Nisto o ônibus, no meio daquelas estradas tortuosas, com precipícios enormes do lado, teve um pneu furado. Foi até bom pra baixar um pouco a poeira e dar uma caminhada.

Nessa hora o que me consolava era que, ao chegar em Cochabamba, eu iria comer bem, ir a um bom hotel (afinal, estávamos merecendo) e talvez a um hospital, fazer uma inalação com vapor (coisa que eu nunca fiz na vida). Depois que a noite caiu, uma boa notícia: o asfalto voltara. Não era nenhuma highway - tinha só uma pista, e quando vinha outro veículo na direção oposta um dos dois tinha que sair para o acostamento. Mas pelo menos tinha menos poeira. O frio da noite também ajudou a diminuir o pó e finalmente conseguimos dar uma cochilada.

Às 20:00, faltando cerca de duas horas pra chegar, veio a coroação da viagem: o ônibus começou a engasgar as marchas e quebrou. Ficamos esperando, e aos poucos as pessoas iam tomando coragem pra descer naquele frio. Foi quando veio a notícia de que o motorista não estava mais lá. Disse ele que foi buscar ajuda. Nisso até os bolivianos estavam apavorados, e não nos prestavam nenhuma ajuda. Na estrada passava um carro a cada cinco minutos. Nós descemos e fomos tentar pedir carona. Eu mostrava notas de dinheiro pros carros, pra ver se eles se sensibilizavam ao menos com isso. Nada... Depois de bobearmos e não pegarmos um taxi que estava passando por ali e saiu com uns 9 amontoados dentro do carro, demorou uns 15 minutos para um ônibus parar e pegar uma meia-dúzia. Desta vez fomos espertos e ficamos entre os escolhidos. Cobraram só B$10 por cabeça (se tivessem me pedido U$100 eu pagava com gosto).

Agora éramos nós que estávamos no corredor.

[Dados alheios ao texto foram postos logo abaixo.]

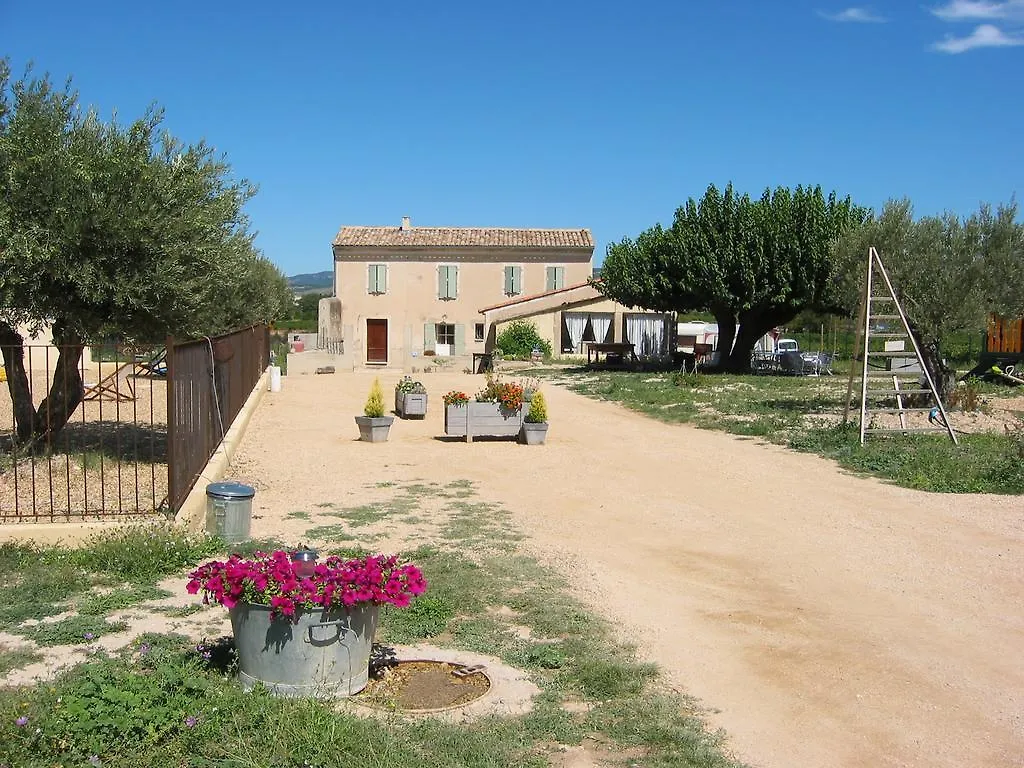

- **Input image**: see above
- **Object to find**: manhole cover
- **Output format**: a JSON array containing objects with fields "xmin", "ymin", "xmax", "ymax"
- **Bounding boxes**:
[{"xmin": 355, "ymin": 660, "xmax": 490, "ymax": 712}]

O ônibus tinha feito o mesmo caminho que nós, porém saiu de Santa Cruz às 11:00. Fora que tinha ar-condicionado, então eles não tiveram problemas com pó. Fiquei me sentindo um palhaço. Tinha até TV, que passava uns shows com músicas locais.

Lá pelas 22:00 finalmente chegamos em Cochabamba. É incrível como o corpo e a mente humanas são capazes de se recompor. Poucas vezes senti um alívio tão grande em minha vida. Os pulmões já doíam pouco e eu estava feliz por poder respirar livremente - e olha que eu estava carregando uns 30 kg nas costas, recém chegado a uma altitude de 3.500m. Fomos para um dos melhores hotéis da cidade: Ceazar's Plaza Hotel. 4 estrelas, a B$310 o casal. Não pensei que eu fosse ficar em um hotel desse nível durante a viagem, mas estávamos realmente precisando. Pedimos uma pizza no quarto, tomamos banho e dormimos maravilhosamente, em meio aos lençóis branquinhos e macios. Um bom final para um dos piores dias da minha vida.

PS: de tudo se pode tirar uma lição. Nesse dia eu finalmente aprendi a diferenciar aventura de enrascada. O que eu passei não foi uma aventura. Não é algo de que me orgulho. Com certeza esse dia contriubuiu para tomarmos mais cuidado pelo resto da viagem. E, sim, esse dia contriubuiu de alguma forma para que eu desistisse de subir o Huayna Potosi.